New Forest pony
The New Forest pony is one of the best-known images of the National Park.
Many thousands of ponies roam free across the Forest and you will come face to face with these famous Forest residents as you journey across the area.
But the ponies are much more than just window dressing. They are sometimes described as ‘the architects of the Forest’ because it is their grazing that creates much of what people know and love as the New Forest – the close-cropped lawns between the wooded areas and the distinctive browse line on the trees marking the highest point ponies can reach.

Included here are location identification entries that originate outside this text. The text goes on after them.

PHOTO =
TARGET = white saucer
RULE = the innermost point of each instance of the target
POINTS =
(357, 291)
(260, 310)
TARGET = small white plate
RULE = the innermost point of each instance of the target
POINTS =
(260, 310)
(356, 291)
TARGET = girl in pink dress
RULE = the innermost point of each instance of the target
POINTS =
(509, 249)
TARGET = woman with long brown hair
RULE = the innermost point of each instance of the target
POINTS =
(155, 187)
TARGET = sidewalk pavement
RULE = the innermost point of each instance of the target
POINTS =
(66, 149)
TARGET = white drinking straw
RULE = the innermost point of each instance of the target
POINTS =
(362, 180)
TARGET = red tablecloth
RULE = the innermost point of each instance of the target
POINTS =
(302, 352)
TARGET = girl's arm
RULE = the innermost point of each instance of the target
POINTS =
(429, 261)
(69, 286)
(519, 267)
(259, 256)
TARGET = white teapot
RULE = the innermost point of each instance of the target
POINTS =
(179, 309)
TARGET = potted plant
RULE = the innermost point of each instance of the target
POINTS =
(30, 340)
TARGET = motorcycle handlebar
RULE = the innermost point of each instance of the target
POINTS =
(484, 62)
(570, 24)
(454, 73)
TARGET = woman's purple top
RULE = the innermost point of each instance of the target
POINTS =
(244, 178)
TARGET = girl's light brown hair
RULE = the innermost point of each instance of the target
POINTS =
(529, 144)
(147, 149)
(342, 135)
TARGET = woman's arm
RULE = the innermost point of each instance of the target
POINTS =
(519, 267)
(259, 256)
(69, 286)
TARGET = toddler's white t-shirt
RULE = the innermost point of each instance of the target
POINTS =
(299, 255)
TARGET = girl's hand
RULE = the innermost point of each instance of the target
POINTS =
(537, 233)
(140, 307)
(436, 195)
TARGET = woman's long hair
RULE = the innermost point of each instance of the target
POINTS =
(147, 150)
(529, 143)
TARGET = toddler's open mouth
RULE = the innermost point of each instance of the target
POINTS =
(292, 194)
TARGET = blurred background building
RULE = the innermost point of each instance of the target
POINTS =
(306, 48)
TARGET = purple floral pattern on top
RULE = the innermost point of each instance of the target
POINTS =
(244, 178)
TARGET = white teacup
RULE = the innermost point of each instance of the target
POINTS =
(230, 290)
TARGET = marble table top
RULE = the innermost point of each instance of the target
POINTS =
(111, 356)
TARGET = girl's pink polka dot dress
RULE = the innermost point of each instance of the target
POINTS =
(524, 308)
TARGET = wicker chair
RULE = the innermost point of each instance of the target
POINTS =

Each pony is owned by a member of the commoning community – local people whose properties have common rights allowing them to turn out ponies to graze on the Forest. They ponies are said to be ‘half quiet’ or semi-feral and aren’t tame, so please keep your distance as they can bite and kick.
The New Forest pony has long been a distinct, registered breed, but its early ancestry includes other strains such as Welsh and Dartmoor stock.
The ponies are rounded up once a year in the autumn ‘drifts’ for health checks and branding. Once in the spring and several times in the autumn there are pony sales held at Beaulieu Road.
Please don’t feed the ponies. There is plenty of lush grass for ponies to eat in the spring and summer and in the winter months they are well-adapted to eating prickly fare such as gorse, brambles and holly.